W przypadku podejścia ukierunkowanego na biznes dobrze jest zacząć analizę od zdefiniowanie rynku, czyli co trzeba spełnić, jakie oczekiwania Klientów, aby trwać na rynku w dłuższym okresie czasu. Chodzi o zdefiniowanie kilku tzw. krytycznych czynników sukcesu (ang. CSF). W kontekście tak określonych wymagań zewnętrznych w stosunku do firmy, należy zaprojektować kilka głównych procesów (wystarczy ich nazwa), które produkować będą coś, co z punktu widzenia rynku odebrane zostanie jako atrakcyjne (do tego potrzebna jest definicja CSF'ów). Następnie należy zaprojektować procesy pomocnicze, które generować będą rezultaty nieodzowne do funkcjonowania procesów głównych. Jako osobną kategorię należy wyodrębnić procesy zarządcze związane z planowaniem, budżetowaniem, prognozami i symulacjami. Przy czym nie chodzi o szczegóły. Chodzi o zdefiniowanie tego, co z biznesowego punktu widzenia w firmie jest najważniejsze, a więc tzw. Mapy Procesów, na której proces definiują jego nazwa i główne wyjścia (rezultaty) oraz powiązania pomiędzy nimi (wyjście procesu jest wejściem do innego procesu). Dla każdego procesu należy zdefiniować weryfikowalny cel i jego wskaźniki oceniające poziom realizacji tego celu. Posiadanie tak zdefiniowanej Mapy Procesów, uzgodnionej z Zarządem firmy to jeden ze sposobów ukierunkowania projektu na cel - maksymalne wsparcie systemem IT głównych procesów biznesowych. Alternatywą do takiego podejścia jest uzgodnienie z Zarządem firmy 30 - 50 wskaźników (danych liczbowych o firmie) pozwalających na wiarygodną ocenę statusu firmy. Taka lista wskaźników to również niezłe kryterium, w kontekście którego można uzasadniać dlaczego tą a nie inną funkcjonalność należy wdrożyć.

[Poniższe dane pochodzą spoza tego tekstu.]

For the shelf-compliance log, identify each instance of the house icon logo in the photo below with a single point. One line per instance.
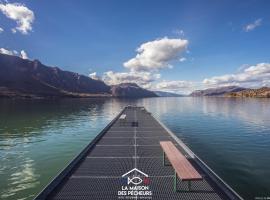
(135, 177)
(135, 184)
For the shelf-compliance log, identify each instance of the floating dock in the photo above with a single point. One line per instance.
(125, 161)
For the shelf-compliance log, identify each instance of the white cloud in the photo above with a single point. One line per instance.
(141, 78)
(22, 54)
(253, 76)
(94, 76)
(23, 16)
(252, 26)
(177, 86)
(155, 55)
(183, 59)
(6, 51)
(179, 32)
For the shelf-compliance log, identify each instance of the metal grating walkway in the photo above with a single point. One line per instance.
(97, 173)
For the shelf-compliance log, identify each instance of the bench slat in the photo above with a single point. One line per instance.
(182, 166)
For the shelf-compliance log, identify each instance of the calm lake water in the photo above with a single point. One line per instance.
(38, 138)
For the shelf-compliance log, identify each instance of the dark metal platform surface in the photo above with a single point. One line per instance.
(97, 172)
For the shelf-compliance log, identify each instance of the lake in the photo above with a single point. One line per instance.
(38, 138)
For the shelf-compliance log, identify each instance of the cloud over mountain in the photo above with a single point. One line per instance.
(157, 54)
(253, 76)
(23, 16)
(141, 78)
(22, 54)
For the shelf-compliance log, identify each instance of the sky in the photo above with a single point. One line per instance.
(176, 46)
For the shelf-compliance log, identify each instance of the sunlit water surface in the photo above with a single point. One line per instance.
(38, 138)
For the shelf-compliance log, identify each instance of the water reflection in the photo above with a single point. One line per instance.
(38, 138)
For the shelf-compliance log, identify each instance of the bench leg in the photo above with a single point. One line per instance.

Czy posiadając system ERP, którego funkcjonalność dobrze pasuje do branży (jest co wdrażać) i dobrze zdefiniowane cele można powiedzieć, że posiadamy wszystko co należy, aby poprawnie zdefiniować zakres wdrożenia?

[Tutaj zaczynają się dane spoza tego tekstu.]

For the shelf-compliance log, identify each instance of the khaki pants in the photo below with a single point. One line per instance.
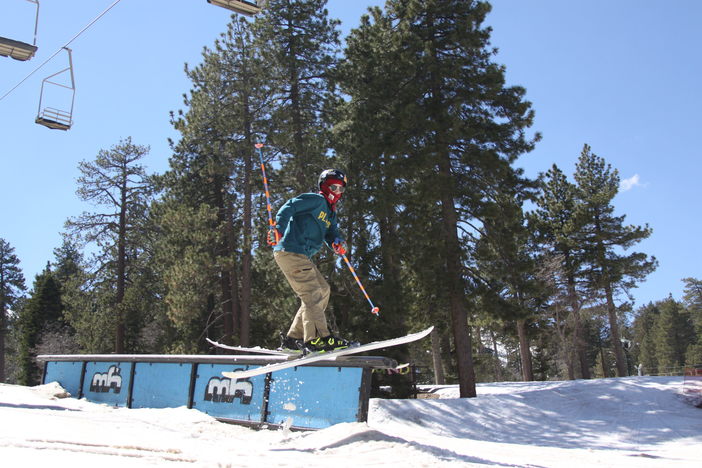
(312, 289)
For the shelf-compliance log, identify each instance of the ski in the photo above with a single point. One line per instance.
(328, 356)
(256, 350)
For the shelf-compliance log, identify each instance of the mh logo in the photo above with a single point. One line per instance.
(111, 379)
(223, 390)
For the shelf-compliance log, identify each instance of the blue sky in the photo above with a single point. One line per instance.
(620, 76)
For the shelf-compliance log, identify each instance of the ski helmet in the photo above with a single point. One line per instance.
(328, 178)
(331, 174)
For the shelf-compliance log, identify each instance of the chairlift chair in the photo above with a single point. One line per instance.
(55, 118)
(248, 8)
(19, 50)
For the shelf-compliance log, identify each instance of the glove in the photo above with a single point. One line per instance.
(274, 237)
(338, 246)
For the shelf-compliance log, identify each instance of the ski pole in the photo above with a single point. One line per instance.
(374, 310)
(271, 223)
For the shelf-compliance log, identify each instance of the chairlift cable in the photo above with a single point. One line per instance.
(61, 48)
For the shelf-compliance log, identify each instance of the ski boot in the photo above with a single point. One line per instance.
(290, 344)
(327, 343)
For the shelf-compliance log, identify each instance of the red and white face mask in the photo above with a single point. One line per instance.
(332, 190)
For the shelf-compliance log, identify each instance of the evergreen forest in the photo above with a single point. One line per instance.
(523, 279)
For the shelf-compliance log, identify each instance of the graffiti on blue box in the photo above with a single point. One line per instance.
(225, 390)
(103, 382)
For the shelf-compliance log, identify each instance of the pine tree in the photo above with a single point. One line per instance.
(673, 334)
(693, 303)
(43, 309)
(604, 235)
(212, 171)
(449, 129)
(12, 288)
(644, 351)
(558, 226)
(116, 181)
(299, 45)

Powyższe pytanie celowo umieszczono na końcu niniejszego tekstu, ponieważ również w praktyce najdłużej dochodzono do wiedzy, że istnieje jeszcze jedno główne ograniczenie zakresu wdrożenia, a związanie ze zdolnością organizacji do akceptacji zmian. Również praktyka IMG potwierdza, że głównych ograniczeń zakresu wdrożenia nie należy upatrywać tylko w systemie czy zarządzaniu projektem, ale przede wszystkim w ludziach.

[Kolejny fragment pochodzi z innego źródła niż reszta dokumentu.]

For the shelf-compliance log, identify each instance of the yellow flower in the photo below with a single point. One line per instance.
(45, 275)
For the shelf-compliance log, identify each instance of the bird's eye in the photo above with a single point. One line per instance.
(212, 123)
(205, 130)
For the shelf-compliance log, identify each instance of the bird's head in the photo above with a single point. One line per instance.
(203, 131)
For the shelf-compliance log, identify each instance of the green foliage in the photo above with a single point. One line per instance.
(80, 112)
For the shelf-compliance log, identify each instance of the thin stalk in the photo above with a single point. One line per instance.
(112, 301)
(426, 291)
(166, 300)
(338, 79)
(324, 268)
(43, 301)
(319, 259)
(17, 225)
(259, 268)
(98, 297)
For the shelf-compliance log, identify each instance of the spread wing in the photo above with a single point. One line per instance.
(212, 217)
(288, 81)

Zarządzanie zmianą to konieczność

Nikt z nas nie lubi zmian i w związku z tym w mniejszym lub większym stopniu, ale zawsze przeciwstawiamy się zmianom. Powody opierania się zmianom rzadko bywają logiczne, najczęściej bowiem dotyczą warstwy emocjonalnej wynikającej z braku komunikacji wewnątrz organizacji i jej kultury (ang. corporate culture). Choć bywa, że opory te mają swoje polityczne lub racjonalne uzasadnienie. W trakcie trwania projektu natężenie oporu przed zmianami czy nastrojów emocjonalnych ulega zmianom. Jeżeli proces ten nie jest kontrolowany to właśnie emocje i opór przed zmianą mogą być prawdziwą przyczyną kryzysu na projekcie, a nie jakość systemu, konsultantów czy samo zarządzanie projektem. Ważne w tym jest to, że zarówno w przypadku osób biorących udział w projekcie jak i osób dotkniętych efektami projektu, można zarządzać dynamiką zmian, nastrojów i emocji. Najbardziej podstawowa zasady zarządzania zmianą to m. in.: potrzeba zakomunikowania, iż zmiany są nieuniknione, potrzeba zbudowania planu komunikacji zorientowanego na grupy różnie nastawione do projektu (mogą na projekcie skorzystać, stracić, są neutralne), opracowanie systemu motywującego do osiągania jasno zdefiniowanych weryfikowalnych celów czy ciągłe wyciszanie obaw i monitorowanie nastrojów na projekcie.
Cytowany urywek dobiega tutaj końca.